As the boy fetched and geared Barrow (named after a particularly long-faced Governess I had as a child), I contemplated my life. A rather meaningless occupation for one newly twenty, but my lack of suitable suitors was a constant ghost, haunting me. Mama threw every Earl, Duke and Count my way, but either they had no interest in a silly young girl, or I no interest in dull men. Papa constantly threatened the convent, but as he had not wrapped me in a modest cloak and shipped me off to Coldingham Monastery, I surmised that it was merely his way of keeping me in line.
Atop Barrow, my main concern was getting where I needed to go with as little of nature's decoration as possible. The roads were thick with mud after so much rain. A carriage was quite out of the question. I had to see Mrs. Hill - our blacksmith's wife, who'd taken ill - to ask after her health; to see the Vicar, to make a donation to the fund for newly opened orphanage; and to speak with a number of others on various personal matters. Some may think that a politely written letter would suffice; I disagree. Certain things should be done in person, and personally, to my mind.
I did not make it off the estate when something spooked the horse. She reared. I remember screaming as I lost my grip and flew. A thousand things flooding my mind in the blink of an eye. Then nothing more.
I cannot be sure how long I lay on the road, but as it is part of the estate, no stranger would have found me, and as I was to be gone the entire day, no servant came to look for me.

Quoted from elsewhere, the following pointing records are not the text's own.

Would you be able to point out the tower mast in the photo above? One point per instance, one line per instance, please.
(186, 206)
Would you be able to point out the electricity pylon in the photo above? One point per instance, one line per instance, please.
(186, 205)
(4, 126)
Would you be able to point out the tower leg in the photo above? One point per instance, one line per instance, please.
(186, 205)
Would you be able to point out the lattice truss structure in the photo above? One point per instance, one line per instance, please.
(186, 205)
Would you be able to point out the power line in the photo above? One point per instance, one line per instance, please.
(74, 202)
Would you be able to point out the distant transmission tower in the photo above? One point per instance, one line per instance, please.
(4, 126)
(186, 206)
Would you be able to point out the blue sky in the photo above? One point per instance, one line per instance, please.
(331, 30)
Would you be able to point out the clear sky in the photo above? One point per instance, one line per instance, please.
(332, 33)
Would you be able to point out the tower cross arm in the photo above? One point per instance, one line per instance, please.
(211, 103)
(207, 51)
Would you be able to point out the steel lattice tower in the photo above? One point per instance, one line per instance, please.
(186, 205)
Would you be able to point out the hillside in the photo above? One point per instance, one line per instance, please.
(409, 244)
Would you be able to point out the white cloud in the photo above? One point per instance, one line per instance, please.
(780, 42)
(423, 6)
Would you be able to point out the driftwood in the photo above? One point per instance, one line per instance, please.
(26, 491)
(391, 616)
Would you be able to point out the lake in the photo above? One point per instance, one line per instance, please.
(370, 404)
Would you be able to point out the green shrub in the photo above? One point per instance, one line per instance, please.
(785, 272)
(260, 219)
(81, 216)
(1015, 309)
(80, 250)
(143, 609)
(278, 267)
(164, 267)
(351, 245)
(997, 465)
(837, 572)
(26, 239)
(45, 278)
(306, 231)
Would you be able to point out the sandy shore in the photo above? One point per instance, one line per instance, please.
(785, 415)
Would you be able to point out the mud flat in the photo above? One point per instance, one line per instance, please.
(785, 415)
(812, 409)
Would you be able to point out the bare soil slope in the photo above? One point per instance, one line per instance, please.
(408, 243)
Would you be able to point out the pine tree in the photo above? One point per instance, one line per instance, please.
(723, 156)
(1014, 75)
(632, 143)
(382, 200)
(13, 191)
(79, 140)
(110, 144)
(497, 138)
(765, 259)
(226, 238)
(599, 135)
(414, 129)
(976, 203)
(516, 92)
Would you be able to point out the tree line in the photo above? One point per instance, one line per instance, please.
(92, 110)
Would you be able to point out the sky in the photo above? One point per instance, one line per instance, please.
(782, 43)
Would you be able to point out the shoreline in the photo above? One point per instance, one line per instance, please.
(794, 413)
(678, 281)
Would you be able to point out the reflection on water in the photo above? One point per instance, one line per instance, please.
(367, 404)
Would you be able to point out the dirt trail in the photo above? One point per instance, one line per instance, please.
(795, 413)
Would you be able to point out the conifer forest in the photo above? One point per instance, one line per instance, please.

Barrow was gone. I do not know where to. I merely brushed myself clean as best I could, and had great difficulties in keeping myself upright. My hat hid any marks left by the road and I was able to struggle back to the house without being seen. Katie knocked and I sent her away, saying that I was feeling poorly, and to ask the cook to send up some broth. She would leave it on the table in the sitting room, I knew, so I made my way into my dressing room and fell back onto the chaise.
I took stock of myself. Legs were in working order, though quite weak. I was not bleeding, or at least that I knew of, still dressed in my riding habit. But the one maddening thing was the light. The candle light seemed magnified a hundred... nay... a thousand times. I could not bear to open my eyes, so brilliant and intrusive.
After a long night's rest, it seems to have subsided some, though I still have a residual halo around all things, as if all things were framed in a heavenly aura. I shall have to cleverly use paste and powders to hide some discoloration along my cheekbones but all in all, feel quite fortunate to have sustained only minor injuries.